Here are this week’s Life Pro Tips.
1. When arguing, try restating the main point’s of the other person’s argument back to them and have them do the same with you.
Believe it or not, the vast majority of arguments are based on miscommunication.
With arguments, there are often several things occurring simultaneously that result in conflict.
Not understand the other person’s argument
Feeling that the other person does not understand your argument
Convoluting and intertwining non-related issues into the argument
Arguing about two different things all the while thinking you are both arguing about the same thing…
An unwavering belief that you are right and the other person is wrong and thus you don’t need to listen to their argument
Next time you are arguing with someone pause the argument and restate their argument back to them.

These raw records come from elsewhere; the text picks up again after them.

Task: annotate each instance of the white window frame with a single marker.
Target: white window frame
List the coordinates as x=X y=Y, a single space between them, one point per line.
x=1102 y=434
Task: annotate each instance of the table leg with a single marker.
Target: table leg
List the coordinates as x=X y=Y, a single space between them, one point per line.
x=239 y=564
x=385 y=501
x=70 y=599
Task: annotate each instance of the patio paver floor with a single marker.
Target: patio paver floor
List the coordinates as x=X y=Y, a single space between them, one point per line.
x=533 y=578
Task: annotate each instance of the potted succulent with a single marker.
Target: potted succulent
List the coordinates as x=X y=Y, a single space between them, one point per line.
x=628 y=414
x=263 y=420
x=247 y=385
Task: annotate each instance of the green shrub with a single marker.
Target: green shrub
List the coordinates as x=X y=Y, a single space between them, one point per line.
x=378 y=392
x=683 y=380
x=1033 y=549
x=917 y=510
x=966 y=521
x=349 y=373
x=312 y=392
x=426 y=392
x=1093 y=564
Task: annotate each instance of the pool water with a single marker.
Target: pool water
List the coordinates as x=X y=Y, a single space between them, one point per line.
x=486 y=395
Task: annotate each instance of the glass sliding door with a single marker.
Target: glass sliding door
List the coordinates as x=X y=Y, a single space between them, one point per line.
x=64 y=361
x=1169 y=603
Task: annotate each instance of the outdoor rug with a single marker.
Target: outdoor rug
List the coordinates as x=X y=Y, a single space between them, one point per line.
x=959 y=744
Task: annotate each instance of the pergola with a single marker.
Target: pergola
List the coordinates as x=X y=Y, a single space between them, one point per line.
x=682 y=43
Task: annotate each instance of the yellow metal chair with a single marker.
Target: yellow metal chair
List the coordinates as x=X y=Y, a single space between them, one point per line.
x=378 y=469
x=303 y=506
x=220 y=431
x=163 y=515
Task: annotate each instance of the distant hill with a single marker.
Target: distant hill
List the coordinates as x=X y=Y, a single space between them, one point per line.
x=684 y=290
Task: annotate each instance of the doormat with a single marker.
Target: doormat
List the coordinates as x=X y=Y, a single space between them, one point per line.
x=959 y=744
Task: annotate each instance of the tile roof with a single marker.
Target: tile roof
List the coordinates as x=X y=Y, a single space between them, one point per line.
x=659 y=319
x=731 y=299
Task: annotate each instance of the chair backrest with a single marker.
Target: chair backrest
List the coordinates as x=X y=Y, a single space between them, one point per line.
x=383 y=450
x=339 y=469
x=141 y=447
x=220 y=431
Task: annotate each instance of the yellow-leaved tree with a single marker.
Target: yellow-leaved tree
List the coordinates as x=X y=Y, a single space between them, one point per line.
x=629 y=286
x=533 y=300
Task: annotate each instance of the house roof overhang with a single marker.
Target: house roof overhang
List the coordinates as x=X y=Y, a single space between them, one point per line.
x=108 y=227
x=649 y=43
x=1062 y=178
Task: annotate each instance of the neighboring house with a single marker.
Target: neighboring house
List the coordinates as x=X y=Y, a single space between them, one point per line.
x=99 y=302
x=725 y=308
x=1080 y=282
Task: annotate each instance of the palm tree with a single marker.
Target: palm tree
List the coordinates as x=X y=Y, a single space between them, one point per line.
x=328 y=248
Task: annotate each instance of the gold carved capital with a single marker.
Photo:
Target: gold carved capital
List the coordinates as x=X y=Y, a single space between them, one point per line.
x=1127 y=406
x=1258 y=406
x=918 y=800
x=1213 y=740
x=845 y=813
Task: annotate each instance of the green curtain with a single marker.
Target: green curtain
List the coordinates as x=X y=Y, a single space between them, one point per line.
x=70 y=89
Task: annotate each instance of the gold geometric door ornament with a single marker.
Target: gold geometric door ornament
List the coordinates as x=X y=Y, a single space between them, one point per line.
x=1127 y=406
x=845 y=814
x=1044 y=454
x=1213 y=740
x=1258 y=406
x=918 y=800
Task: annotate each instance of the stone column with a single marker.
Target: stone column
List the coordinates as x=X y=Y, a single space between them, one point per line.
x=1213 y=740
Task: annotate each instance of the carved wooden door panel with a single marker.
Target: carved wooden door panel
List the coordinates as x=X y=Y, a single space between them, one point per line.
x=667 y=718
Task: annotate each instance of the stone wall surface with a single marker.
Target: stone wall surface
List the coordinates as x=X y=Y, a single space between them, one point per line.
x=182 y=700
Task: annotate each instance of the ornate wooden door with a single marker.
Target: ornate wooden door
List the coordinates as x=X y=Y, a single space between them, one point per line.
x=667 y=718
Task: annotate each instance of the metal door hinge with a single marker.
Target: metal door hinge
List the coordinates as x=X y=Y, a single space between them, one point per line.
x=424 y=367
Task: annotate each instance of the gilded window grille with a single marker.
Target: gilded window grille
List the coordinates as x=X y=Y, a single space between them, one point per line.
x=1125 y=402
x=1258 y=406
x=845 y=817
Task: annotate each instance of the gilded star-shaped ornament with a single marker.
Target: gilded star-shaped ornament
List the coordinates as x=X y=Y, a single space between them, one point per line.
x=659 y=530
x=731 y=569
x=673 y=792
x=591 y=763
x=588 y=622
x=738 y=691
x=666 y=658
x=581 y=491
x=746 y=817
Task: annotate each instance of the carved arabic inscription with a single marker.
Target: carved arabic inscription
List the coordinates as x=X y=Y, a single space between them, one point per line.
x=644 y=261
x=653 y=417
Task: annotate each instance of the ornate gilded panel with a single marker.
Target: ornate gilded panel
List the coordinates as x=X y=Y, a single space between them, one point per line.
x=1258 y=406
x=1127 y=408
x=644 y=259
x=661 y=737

Something like, “Hold on, I want to make sure I understand what you are arguing. You are saying that XYZ is broken and the only way to fix XYZ is to get QRS to modify Y so that it will fit better into Z?”
Now, this has several benefits.
- First and foremost it helps to identify exactly what the argument is even about. This is huge because most arguments get so convoluted the people arguing don’t even know what they are arguing about (and this goes double for emotional and relationship type arguments when the people have a history together).
- Secondly, this technique demonstrates you are making an attempt to understand them and this will have a calming effect.
- Thirdly, it forces you out of the frame of mind that you are automatically right and enables you to actually “listen” and “hear” what they are saying.
- Fourth, it helps you step outside the argument, sees both sides, be more objective and able to see more solutions.
You can also do the reverse. Pause the argument and ask “Can you tell me what my argument is? Can you explain the problem as I see it?
This forces them to pause and process what you are saying and it helps to break the momentum and out-of-control death spiral arguments tend to descend into. And again, it helps to actually help define the exact problem…
2. At Disney but don’t want to wait three hours for a ride? Save the ride with the longest wait for 20 minutes before closing. Disney won’t kick you out of the line until you finish the ride.
3. If you need to wake up early drink a glass of water before bed if you need to wake up very early, drink 2.
4. If you have to reheat noodles, use butter. The butter will keep the noodles from clumping together.
5. If you don’t know it already, ask your employer or prospective employer for your compensation ratio (aka “compa-ratio”).
Some (most?) larger companies will provide this information to their employees annually, but if yours doesn’t, you should absolutely find it out. Ask your boss or company HR person what your compensation ratio or “compa-ratio” is. This ratio is essentially your salary divided by the mid-point salary range for that position. A compa-ratio of 1.00 means that you’re getting paid exactly the mid-point salary for that job. This is particularly important information to have when talking about performance reviews and raises. If you’ve been getting consistently good performance reviews but find out your compa-ratio is in the 0.7-0.8 range, you should absolutely be talking to your boss about a raise.
Also, when negotiating a salary for a new job, don’t be afraid to ask what compa-ratio their offer would result in. That’s a much more helpful metric than just a dollar amount. A compa-ratio of 0.8-0.85 is a fair range for someone being newly hired into a higher position, but don’t be afraid to negotiate up. If they offer you a salary that seems impressive but it turns out that it would just be a compa-ratio of 0.7, this gives you a power-advantage in the negotiations because now they know you know you would be underpaid.